The marine and cyber insurance markets have been offering, for some time, various products to cover shipowners’ exposure against cyber risks. Whilst the majority of marine cyber insurance products focus on business interruption cover, a handful will cover physical damage to vessels/cargo. P&I covers should respond to cyber incidents already, barring the usual exclusions to cover relating to war risks and terrorism.
The ‘new normal’
Industry commentators have warned of marine cyber risks for some time. Industry service providers (such as insurers, surveyors, technical equipment suppliers, etc.) have, also for some time, offered various products to protect ship operators against these risks. The uptake has been limited, however, due to the lack of high profile incidents. In the last few years, there has been a rise in the number of marine cyber incidents, some of which have been very disruptive. This has inspired a renewed interest, not only from commentators and services providers, but also from legislators who are trying to get ahead of the rapidly shifting technological landscape.
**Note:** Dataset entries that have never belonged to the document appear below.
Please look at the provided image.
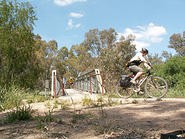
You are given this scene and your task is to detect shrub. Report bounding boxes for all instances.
[6,106,33,123]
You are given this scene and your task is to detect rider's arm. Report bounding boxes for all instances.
[139,55,151,69]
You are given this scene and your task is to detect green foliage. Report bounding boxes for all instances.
[0,0,39,88]
[0,85,47,111]
[169,31,185,56]
[35,110,54,130]
[0,85,25,111]
[82,97,93,107]
[156,56,185,91]
[6,106,33,123]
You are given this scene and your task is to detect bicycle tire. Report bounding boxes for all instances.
[144,76,168,98]
[116,81,134,99]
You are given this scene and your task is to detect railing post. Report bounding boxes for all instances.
[90,73,92,95]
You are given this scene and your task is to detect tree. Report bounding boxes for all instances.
[82,28,117,57]
[169,31,185,56]
[0,0,39,88]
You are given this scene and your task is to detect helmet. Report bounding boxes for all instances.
[141,48,148,54]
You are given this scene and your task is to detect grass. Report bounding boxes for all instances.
[0,85,48,111]
[5,106,33,123]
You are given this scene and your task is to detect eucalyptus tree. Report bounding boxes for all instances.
[0,0,39,88]
[82,28,117,57]
[168,31,185,56]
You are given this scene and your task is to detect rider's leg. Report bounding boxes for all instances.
[129,65,144,84]
[131,71,144,83]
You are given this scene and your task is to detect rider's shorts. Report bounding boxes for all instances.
[129,65,144,73]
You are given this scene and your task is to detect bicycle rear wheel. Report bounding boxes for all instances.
[145,76,168,98]
[116,82,134,99]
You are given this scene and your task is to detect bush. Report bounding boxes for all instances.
[156,56,185,90]
[6,106,33,123]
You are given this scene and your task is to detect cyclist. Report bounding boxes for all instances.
[127,48,151,84]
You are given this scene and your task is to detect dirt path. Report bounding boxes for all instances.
[0,99,185,139]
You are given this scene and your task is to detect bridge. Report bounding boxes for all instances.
[48,69,105,97]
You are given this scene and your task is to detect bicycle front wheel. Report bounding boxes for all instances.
[145,76,168,98]
[116,82,134,99]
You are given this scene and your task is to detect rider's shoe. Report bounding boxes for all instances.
[138,91,144,95]
[130,79,136,84]
[133,87,141,93]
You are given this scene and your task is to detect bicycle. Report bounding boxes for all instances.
[116,70,168,99]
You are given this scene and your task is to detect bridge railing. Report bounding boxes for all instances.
[74,69,105,94]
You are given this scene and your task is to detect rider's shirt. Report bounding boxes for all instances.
[130,53,148,63]
[129,53,150,69]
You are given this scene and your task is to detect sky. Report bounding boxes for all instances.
[20,0,185,54]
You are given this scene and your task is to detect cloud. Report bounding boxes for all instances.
[69,12,84,18]
[67,19,81,29]
[54,0,87,6]
[118,23,167,50]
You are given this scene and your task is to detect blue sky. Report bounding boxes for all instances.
[22,0,185,54]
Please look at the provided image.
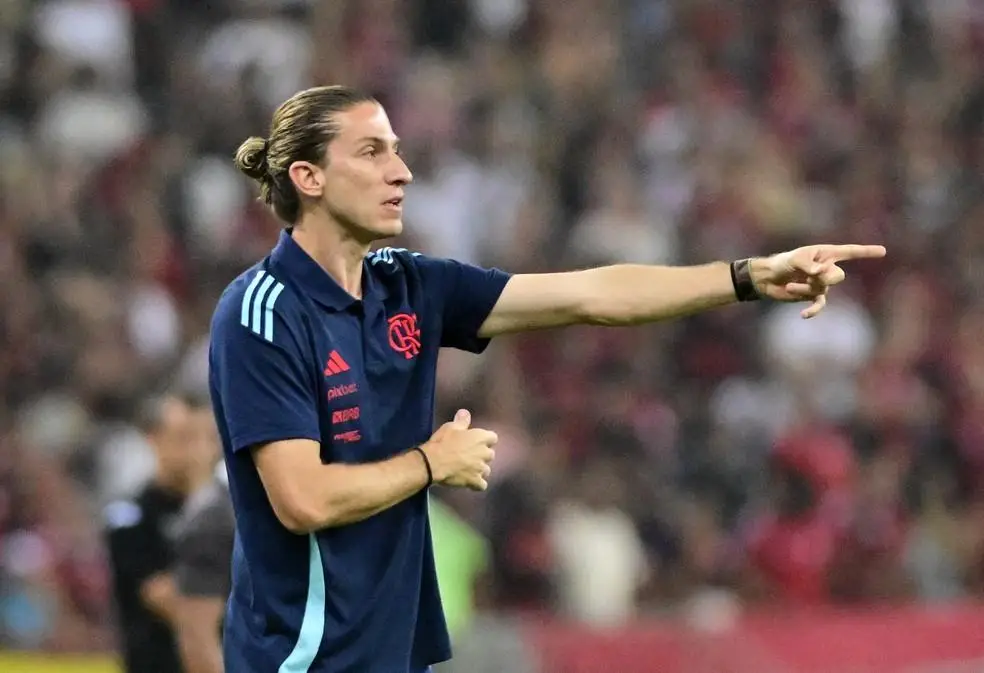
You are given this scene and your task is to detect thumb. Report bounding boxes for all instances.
[453,409,471,430]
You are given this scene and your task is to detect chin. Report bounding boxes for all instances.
[367,218,403,241]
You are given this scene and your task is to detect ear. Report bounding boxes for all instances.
[287,161,325,199]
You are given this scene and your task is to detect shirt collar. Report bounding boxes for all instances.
[270,229,379,311]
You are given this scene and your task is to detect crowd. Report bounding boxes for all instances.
[0,0,984,650]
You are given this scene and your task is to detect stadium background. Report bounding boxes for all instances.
[0,0,984,673]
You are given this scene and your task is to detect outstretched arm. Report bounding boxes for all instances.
[479,245,885,337]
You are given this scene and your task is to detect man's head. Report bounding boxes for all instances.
[236,86,412,243]
[139,394,218,491]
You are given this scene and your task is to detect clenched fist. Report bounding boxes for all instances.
[420,409,499,491]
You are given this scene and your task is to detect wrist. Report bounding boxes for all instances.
[730,257,769,302]
[410,446,434,489]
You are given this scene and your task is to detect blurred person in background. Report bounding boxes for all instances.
[103,394,215,673]
[173,406,236,673]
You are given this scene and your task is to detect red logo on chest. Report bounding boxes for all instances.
[389,313,420,360]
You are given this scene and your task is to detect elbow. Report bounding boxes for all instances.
[271,490,345,535]
[576,296,632,327]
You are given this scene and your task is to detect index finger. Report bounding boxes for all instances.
[829,244,888,262]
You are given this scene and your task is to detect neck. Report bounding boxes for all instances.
[293,214,369,299]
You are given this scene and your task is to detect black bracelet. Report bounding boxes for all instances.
[410,446,434,488]
[731,259,762,301]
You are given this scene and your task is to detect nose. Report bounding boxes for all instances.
[387,154,413,187]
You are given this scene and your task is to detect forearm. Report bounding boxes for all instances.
[292,452,427,532]
[581,260,761,326]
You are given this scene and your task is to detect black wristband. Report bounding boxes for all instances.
[731,259,762,301]
[410,446,434,488]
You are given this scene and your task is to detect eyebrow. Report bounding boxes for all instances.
[356,136,400,145]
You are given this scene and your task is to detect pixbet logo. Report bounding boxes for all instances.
[328,383,359,402]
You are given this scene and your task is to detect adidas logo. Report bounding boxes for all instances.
[325,351,351,376]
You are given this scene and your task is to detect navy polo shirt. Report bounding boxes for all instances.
[209,232,509,673]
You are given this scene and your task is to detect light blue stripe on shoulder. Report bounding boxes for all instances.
[263,283,284,341]
[239,269,266,327]
[250,276,274,334]
[277,533,325,673]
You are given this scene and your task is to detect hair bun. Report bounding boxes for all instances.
[236,136,270,182]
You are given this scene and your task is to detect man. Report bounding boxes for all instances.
[174,402,235,673]
[104,395,213,673]
[210,87,885,673]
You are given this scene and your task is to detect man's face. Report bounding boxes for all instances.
[321,102,413,243]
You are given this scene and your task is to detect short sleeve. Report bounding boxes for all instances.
[209,284,321,451]
[415,255,511,353]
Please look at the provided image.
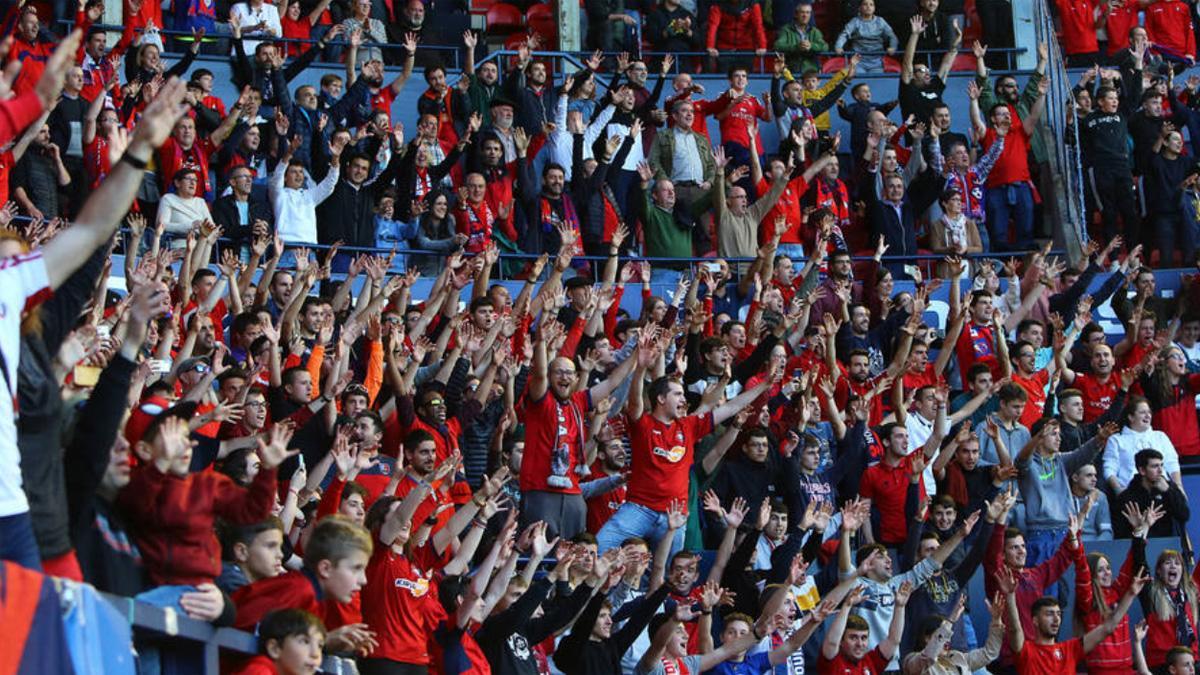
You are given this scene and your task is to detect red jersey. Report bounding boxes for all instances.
[1015,638,1084,675]
[0,149,11,204]
[158,136,217,197]
[84,133,113,190]
[230,653,278,675]
[5,34,58,96]
[587,467,628,534]
[1104,0,1141,56]
[755,175,809,244]
[521,389,592,492]
[954,321,1000,380]
[904,363,944,390]
[230,569,324,632]
[1072,374,1118,424]
[817,647,888,675]
[1055,0,1100,55]
[833,372,886,426]
[858,450,925,545]
[179,296,225,344]
[984,113,1030,184]
[396,473,456,536]
[628,413,713,512]
[721,96,770,149]
[1013,368,1050,429]
[371,86,396,115]
[362,537,437,665]
[320,591,362,631]
[1142,0,1196,59]
[280,13,312,56]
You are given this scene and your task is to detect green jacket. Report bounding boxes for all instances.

The Regulation is a positive step that will result in various national legal frameworks addressing these issues. It is unsurprising, however, given the risks are still evolving and extremely varied, that clarity is absent. This is intentional and designed give operators the flexibility to adhere to standards without conflicting with their unique internal processes. Industry stakeholders must adapt and take individual responsibility for protecting themselves and, thereby, global trade from potential catastrophic disruption that a cyber incident could cause.